NADÍN OSPINA
En los círculos artísticos e intelectuales de la Colombia de los años 80 la propuesta cayó como un baldado de agua fría: esculturas claramente alegóricas de figuras sagradas de las culturas precolombinas mezcladas con personajes de la cultura popular como Bart Simpson o Mickey Mouse.
Sonaba a herejía. Nadín Ospina lo supo. Y lo enfrentó. Total, su trabajo, irónico, agudo, mordaz, solo pretendía mostrarnos lo que ya de sobra sabíamos: que el arte de nuestros indígenas, eso sobre lo que aparentemente está construida nuestra identidad como latinoamericanos, estaba --está-- manoseado por un feroz capitalismo que lo redujo a fetiche.

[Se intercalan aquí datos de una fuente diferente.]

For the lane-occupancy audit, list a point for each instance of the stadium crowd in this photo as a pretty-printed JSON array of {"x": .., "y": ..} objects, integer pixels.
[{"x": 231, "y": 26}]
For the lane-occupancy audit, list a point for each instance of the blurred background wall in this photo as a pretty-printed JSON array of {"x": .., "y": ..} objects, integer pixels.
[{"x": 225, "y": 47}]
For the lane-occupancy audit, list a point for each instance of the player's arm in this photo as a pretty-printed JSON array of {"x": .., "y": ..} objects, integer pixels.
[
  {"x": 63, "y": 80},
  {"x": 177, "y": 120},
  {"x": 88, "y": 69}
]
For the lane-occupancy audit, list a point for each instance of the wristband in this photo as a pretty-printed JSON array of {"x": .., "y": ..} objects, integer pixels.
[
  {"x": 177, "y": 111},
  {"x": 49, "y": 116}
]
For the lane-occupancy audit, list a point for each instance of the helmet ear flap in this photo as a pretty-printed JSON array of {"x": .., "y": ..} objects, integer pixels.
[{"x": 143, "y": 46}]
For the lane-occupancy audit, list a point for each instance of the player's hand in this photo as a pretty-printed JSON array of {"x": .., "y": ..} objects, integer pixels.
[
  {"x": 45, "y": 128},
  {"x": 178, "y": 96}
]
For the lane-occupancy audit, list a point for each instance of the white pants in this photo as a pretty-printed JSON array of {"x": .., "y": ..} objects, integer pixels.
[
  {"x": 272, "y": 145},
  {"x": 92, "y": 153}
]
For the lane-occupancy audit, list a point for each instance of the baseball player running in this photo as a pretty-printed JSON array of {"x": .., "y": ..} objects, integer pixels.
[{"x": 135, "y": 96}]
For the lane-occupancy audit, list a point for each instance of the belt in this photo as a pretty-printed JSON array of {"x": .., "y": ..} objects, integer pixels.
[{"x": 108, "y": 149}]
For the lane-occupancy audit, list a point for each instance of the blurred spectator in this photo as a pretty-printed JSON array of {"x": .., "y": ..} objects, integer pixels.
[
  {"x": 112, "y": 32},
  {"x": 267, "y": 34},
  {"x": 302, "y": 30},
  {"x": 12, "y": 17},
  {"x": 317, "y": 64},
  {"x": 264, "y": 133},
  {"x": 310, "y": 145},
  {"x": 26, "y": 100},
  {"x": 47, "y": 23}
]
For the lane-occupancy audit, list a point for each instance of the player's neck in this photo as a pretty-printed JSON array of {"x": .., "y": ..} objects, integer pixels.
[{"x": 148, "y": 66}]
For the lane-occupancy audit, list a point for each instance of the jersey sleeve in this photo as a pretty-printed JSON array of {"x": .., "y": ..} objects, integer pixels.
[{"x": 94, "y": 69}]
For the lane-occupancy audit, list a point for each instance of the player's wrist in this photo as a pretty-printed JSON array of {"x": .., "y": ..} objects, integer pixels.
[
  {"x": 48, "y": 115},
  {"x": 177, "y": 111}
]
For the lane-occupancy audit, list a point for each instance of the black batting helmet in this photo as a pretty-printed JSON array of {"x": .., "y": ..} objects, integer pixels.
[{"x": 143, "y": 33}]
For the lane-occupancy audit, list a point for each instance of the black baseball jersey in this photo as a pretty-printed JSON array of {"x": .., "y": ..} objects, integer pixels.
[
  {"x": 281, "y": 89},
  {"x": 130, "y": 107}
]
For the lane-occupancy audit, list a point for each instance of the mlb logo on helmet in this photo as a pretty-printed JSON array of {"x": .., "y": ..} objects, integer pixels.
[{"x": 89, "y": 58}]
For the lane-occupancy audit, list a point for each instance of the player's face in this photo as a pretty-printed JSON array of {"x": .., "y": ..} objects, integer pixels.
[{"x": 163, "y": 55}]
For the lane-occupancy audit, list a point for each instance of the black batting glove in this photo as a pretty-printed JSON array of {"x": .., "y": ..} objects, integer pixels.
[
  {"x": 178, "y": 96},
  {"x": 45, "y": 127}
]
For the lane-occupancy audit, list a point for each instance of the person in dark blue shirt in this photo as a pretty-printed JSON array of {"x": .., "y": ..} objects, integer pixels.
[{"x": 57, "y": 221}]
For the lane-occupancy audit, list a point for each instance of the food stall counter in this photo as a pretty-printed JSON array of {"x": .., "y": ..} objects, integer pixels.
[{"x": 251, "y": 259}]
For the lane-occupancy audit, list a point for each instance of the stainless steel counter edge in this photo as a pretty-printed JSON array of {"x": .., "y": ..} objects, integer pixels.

El crítico de arte Miguel González también se acuerda de esos años. Nadín, explica, se plegó a una tendencia que tomaba fuerza en el arte de ese entonces, la apropiación, de una manera efectiva: creando un conflicto entre eso que aparentemente resulta tan sagrado como el arte prehispánico y símbolos del entretenimiento salidos del mundo de Disney. Posiblemente no se entendió como lo que realmente era: una exploración hacia nuevos lenguajes del arte que permitan una reflexión social, cultural y hasta política.
Desde entonces no han dejado de llegar noticias sobre la obra de Nadín Ospina. Obra que actualmente, a través de una exposición retrospectiva, es posible apreciar en la galería El Museo de Bogotá: La suerte del color.